Quando uma cota de 100 arrobas anuais sobre a extração não era completada, executava-se a derrama. Neste processo, todos os residentes das cidades mineiras eram compelidos a completar o montante, com a entrega de ouro, pedras preciosas, metais e outros bens. Da mesma forma como ocorre hoje, a ineficiência da máquina arrecadadora recaía sobre a população em geral.
O processo de espoliação culminou com a marcação da última derrama, que deveria acontecer em 1789, mas foi suspensa devido ao movimento que comemoramos com cada vez menor destaque, a Conjuração Mineira. Os grandes contratadores da região também estavam dispostos a tudo para escapar da falência. Entre os maiores devedores encontrava-se um cidadão português - Joaquim Silvério dos Reis, que trocou o segredo dos planos dos rebeldes pelo perdão de sua dívida. A derrama nunca mais foi aplicada, mas a tributação da metrópole continuou pesada, até a chegada da corte ao Brasil em 1808.
Mais de 200 anos depois, encontramo-nos frente a uma crise fiscal de proporções semelhantes. A falta de regras fixas de tributação atinge a todos os contribuintes, sejam eles pessoas físicas ou jurídicas. Hoje, a sociedade sucumbe ao peso de mais de 34% do PIB (pagamos agora os terços ao invés dos quintos) e continua a não ter a contrapartida de tamanha extração de recursos.
Estamos discutindo a reforma do sistema tributário, mas todas as autoridades políticas acabam admitindo que não é oportuno diminuir a carga atual, por conta do equilíbrio das contas públicas. Deveríamos estar falando de uma "reforma no modo de tributar", com estes ou com novos impostos. O caso do "propinoduto", que atinge a fiscalização do ICMS do RJ e da Receita Federal, é o exemplo que revela uma estrutura anacrônica e permeada por interesses.
A criação de novos tributos e o aumento dos antigos vem sendo desfuncional para o conjunto da sociedade mas, por outro lado, observamos que este sistema serve aos propósitos de grande parte dos agentes políticos e empresariais - deputados que se beneficiam em suas campanhas, governos que controlam doadores de recursos e manietam os opositores, maus profissionais do fisco que se aproveitam da impunidade e, principalmente, alguns agentes econômicos privados que preferem auferir seus lucros com a sonegação dos tributos ao invés da eficiência empresarial.
O desvio dos US$ 34 milhões, se comprovado pela justiça, é apenas uma ponta do grande 'iceberg' que representa a evasão de tributos em nosso país. A saída menos dolorosa para a crise fiscal é o controle da tributação. Neste campo não temos tradição e o exemplo mais cabal é a falta de atenção com o lado da receita no texto da Lei de Responsabilidade Fiscal - nela encontramos apenas 4 artigos sobre os procedimentos de arrecadação, para um total de 75 artigos.

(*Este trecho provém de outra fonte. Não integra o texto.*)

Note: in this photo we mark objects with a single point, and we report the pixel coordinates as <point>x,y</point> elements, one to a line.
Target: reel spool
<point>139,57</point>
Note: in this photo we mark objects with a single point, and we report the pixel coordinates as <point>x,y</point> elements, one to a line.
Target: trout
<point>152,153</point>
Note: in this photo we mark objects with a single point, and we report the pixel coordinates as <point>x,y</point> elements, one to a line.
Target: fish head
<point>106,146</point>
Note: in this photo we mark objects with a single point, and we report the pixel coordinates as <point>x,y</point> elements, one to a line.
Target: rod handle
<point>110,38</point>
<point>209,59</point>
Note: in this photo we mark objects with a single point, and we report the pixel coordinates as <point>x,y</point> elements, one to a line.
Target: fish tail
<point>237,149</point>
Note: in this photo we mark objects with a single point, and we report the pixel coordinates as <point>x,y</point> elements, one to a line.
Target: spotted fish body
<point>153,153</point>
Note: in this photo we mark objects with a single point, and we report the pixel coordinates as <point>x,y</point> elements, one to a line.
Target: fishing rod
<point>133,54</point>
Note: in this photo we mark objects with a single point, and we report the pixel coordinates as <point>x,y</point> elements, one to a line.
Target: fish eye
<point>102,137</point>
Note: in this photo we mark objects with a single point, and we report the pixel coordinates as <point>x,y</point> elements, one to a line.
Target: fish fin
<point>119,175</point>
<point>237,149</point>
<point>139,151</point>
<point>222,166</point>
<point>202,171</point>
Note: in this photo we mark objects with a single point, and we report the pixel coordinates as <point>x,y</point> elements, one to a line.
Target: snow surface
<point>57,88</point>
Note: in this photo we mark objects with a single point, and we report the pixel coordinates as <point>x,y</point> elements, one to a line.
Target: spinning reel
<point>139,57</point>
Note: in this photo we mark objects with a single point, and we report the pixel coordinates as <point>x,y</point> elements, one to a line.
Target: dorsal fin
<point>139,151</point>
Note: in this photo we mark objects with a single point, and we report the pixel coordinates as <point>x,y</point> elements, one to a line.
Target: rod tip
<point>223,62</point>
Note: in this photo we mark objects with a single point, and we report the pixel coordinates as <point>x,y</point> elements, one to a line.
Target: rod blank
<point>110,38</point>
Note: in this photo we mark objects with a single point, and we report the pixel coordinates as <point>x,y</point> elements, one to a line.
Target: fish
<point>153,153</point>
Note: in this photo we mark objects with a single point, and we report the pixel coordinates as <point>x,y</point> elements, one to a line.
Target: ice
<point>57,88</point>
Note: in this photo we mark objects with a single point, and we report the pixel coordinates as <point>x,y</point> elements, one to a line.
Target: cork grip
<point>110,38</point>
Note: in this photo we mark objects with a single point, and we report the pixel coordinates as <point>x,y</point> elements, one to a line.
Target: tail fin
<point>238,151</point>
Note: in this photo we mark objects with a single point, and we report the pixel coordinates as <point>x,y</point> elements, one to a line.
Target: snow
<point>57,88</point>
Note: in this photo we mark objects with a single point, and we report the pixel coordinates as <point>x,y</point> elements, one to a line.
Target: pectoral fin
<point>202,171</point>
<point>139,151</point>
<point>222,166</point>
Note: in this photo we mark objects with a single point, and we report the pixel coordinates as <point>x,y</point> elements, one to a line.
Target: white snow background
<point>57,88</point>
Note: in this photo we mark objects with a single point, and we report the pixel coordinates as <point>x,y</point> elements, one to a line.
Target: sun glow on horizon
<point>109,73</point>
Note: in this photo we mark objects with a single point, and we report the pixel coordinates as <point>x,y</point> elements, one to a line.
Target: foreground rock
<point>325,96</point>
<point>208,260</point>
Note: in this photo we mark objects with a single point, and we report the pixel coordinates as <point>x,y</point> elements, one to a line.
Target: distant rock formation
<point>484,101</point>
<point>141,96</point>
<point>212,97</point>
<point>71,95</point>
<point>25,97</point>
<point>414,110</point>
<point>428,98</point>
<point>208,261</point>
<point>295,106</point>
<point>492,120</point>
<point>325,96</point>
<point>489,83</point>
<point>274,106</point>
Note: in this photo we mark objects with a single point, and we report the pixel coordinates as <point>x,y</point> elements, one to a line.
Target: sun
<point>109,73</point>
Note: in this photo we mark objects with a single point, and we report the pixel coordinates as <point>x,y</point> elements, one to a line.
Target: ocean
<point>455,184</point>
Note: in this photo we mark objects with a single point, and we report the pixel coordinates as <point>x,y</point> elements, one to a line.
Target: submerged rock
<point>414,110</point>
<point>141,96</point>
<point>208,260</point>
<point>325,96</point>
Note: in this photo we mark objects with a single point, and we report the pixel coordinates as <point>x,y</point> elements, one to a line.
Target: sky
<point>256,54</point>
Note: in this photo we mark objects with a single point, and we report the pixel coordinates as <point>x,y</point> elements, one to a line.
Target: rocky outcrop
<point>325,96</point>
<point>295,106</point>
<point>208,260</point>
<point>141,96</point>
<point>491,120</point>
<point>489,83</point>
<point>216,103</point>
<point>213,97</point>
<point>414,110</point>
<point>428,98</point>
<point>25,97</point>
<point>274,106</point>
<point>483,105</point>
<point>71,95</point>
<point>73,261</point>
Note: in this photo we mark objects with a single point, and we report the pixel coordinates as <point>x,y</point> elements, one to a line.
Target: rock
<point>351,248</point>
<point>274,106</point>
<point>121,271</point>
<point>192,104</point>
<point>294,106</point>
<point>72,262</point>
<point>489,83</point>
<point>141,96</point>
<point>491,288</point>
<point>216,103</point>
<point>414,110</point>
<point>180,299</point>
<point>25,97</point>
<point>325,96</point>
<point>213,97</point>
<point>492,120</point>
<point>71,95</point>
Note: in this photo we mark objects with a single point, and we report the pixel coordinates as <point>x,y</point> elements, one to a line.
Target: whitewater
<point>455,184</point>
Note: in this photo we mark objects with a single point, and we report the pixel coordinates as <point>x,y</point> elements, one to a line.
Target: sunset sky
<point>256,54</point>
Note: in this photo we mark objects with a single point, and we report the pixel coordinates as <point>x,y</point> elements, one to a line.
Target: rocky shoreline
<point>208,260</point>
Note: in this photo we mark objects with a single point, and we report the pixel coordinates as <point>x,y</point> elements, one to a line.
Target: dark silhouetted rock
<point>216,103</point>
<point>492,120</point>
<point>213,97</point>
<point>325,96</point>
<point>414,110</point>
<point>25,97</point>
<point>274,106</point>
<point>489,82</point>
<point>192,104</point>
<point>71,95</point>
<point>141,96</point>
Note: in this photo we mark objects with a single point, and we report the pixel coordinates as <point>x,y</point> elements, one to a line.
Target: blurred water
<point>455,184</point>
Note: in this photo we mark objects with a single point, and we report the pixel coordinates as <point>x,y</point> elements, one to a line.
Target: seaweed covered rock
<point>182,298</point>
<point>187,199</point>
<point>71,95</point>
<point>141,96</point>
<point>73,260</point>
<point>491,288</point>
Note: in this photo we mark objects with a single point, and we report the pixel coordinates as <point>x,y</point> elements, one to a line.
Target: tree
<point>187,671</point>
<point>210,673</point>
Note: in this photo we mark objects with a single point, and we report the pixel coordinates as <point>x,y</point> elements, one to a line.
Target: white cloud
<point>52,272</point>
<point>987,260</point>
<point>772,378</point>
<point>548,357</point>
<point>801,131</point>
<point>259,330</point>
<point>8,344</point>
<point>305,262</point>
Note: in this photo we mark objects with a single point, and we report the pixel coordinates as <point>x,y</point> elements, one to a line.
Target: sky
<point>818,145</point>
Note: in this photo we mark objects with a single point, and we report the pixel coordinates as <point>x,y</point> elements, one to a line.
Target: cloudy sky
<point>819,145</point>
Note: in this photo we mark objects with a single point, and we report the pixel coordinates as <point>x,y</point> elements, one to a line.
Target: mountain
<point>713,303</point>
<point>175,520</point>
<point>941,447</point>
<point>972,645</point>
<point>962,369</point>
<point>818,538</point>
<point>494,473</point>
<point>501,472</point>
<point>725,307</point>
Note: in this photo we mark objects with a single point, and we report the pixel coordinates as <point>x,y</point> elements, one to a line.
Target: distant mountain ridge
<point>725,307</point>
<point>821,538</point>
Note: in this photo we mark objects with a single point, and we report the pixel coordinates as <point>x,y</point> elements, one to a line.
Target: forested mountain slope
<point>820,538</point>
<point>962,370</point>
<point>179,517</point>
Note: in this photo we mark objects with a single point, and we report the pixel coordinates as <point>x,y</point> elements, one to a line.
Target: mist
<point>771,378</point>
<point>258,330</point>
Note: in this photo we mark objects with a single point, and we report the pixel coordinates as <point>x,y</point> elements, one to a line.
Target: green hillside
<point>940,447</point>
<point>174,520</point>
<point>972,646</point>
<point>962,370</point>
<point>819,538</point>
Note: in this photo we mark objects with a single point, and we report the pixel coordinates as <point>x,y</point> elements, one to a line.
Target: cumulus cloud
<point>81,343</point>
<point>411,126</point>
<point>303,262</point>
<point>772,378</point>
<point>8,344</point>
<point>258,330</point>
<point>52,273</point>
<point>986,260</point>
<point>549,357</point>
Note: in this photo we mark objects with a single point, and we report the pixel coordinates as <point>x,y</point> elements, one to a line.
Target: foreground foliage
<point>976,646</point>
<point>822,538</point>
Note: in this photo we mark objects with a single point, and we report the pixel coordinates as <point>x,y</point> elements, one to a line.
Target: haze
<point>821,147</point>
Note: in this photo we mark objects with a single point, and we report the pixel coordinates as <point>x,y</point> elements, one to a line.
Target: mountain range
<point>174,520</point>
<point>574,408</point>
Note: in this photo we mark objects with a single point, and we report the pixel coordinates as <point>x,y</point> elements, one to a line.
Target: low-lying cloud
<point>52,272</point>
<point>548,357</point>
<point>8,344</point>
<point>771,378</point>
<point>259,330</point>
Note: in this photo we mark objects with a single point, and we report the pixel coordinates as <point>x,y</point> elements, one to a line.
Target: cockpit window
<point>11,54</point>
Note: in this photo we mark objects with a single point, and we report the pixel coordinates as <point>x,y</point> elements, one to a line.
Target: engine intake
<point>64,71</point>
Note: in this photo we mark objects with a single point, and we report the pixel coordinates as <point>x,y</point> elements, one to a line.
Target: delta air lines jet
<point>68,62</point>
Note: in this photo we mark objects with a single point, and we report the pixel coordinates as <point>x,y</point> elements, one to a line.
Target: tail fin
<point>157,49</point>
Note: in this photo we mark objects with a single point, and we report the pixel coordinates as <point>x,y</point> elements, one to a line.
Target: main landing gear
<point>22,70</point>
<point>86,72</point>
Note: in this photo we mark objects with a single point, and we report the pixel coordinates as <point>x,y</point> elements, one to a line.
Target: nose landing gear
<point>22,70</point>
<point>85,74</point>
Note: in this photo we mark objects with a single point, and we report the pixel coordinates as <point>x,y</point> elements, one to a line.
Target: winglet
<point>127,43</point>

Algumas idéias simples podem ser implementadas de imediato. Estas devem partir desde a programação fiscal, com o uso de técnicas impessoais e aleatórias, até a cobrança de forma integrada com o judiciário, de forma a recuperar os milhões de reais que apodrecem nos porões das dívidas ativas federal, estaduais e municipais.
Depois de mais de 200 anos deveríamos saber que não adianta promover uma nova Devassa, travestida em CPI, para identificar algozes, traidores ou mártires, nem punir acusados com o esquartejamento político e o degredo profissional.
Se o que desejamos é resolver a crise fiscal, precisamos mobilizar a sociedade para que esta se convença de que a reforma tributária passa primordialmente pelo choque de transparência na atividade de tributar. É a mudança deste quadro que permitirá eliminar o ambiente propício para a sonegação e a corrupção.Esquecer esta lição vai nos fazer caminhar na rota de uma carga tributária que em breve chegará aos 50% de nosso produto interno bruto.